Dawe, like all in the province, were affected by an unplanned outage that started shortly after 9 a.m. following a massive winter storm.
It was discovered a transformer fire at Newfoundland and Labrador Hydro’s Sunnyside terminal station was at the heart of the outage that left some 190,000 Newfoundland Power customers without power, stretching from St John’s to Port aux Basques. The Northern Peninsula was not affected.
By 1 p.m., that number had dropped to 125,000 with the majority effected being on the Avalon, Bonavista and Burin peninsulas. Later in the evening, that number jumped to approximately 140,000.
Crews are working feverishly to restore power to all customers, but the aftermath of the outage is expected to be felt possibly as late as Tuesday.
Despite the loss of power, the Dawes were not caught off guard.
With the flick of a switch, Ron has gas generated power running through his home.
“I mean you’re warm and you’re comfortable,” he said.
“You’re fridge is going, and you’re deep freeze, so you don’t have to worry about your food going bad,” added Velma.
Prior to the storm, Ron made sure to purchase a couple of cannisters of gasoline.

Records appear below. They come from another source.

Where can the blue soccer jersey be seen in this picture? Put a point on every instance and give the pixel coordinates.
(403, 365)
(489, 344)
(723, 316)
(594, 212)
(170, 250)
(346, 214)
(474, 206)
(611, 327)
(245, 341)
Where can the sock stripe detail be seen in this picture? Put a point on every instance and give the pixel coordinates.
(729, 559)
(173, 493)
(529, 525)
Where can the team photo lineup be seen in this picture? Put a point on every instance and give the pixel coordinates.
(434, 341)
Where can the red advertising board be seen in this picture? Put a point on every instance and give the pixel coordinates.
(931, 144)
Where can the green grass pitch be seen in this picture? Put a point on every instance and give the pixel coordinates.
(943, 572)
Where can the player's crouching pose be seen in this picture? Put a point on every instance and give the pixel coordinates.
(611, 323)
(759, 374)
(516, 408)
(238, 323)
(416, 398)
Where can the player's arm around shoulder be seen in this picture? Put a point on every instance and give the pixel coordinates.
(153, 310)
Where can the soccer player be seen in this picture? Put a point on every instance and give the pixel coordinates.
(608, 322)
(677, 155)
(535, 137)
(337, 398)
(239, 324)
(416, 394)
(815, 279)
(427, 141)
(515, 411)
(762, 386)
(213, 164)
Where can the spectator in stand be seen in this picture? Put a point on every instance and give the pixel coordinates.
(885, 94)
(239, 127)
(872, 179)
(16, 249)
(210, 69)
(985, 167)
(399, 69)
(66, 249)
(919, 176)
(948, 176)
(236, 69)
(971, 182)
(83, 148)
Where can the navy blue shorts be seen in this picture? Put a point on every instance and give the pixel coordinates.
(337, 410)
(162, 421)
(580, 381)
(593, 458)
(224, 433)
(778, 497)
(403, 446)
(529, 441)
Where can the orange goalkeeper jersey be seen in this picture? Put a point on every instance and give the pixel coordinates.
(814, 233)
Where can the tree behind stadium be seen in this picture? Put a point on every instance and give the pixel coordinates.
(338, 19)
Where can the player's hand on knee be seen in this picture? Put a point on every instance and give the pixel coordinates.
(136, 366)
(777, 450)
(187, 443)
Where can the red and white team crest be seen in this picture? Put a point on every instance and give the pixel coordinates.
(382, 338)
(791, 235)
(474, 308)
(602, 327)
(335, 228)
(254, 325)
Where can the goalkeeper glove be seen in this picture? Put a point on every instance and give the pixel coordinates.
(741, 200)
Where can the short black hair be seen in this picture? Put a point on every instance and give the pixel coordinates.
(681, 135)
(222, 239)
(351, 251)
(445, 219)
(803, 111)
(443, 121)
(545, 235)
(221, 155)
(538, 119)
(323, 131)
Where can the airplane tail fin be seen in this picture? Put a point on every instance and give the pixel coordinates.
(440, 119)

"I can run the generator for 10 hours off of that," he said.
While Ron and Velma had some power, there were other ways to beat the biting cold that saw temperatures drop to sub-zero temperatures.
In many areas of town, the hum of generators could be heard, while others turned to wood stoves in an attempt to keep warm.

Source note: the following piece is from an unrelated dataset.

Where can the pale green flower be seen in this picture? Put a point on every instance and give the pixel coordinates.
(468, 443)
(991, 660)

Officials with the Town of Bay Roberts had set up a warming centre at the fire hall, while the Avalon North Wolverines Search and Rescue opened its building for any residents who might need the warmer temperatures.
Wilbur Sparkes, 85, had no choice but to start up his 30-year-old wood furnace.
The furnace is designed to pump hot water through his home’s pipes on the lower level after a certain amount of pressure is reached.
“Only for that, it wouldn’t have been good,” he said
For a couple on a fixed income, Ron’s generator set up cost some $500. It is an inexpensive way to keep warm in a crisis such as the one that unfolded on Jan. 4.
“I recommend the generator to anyone,” said Velma. “We had talked about it for years but never got one.”
“It certainly helps in a storm,” added Ron.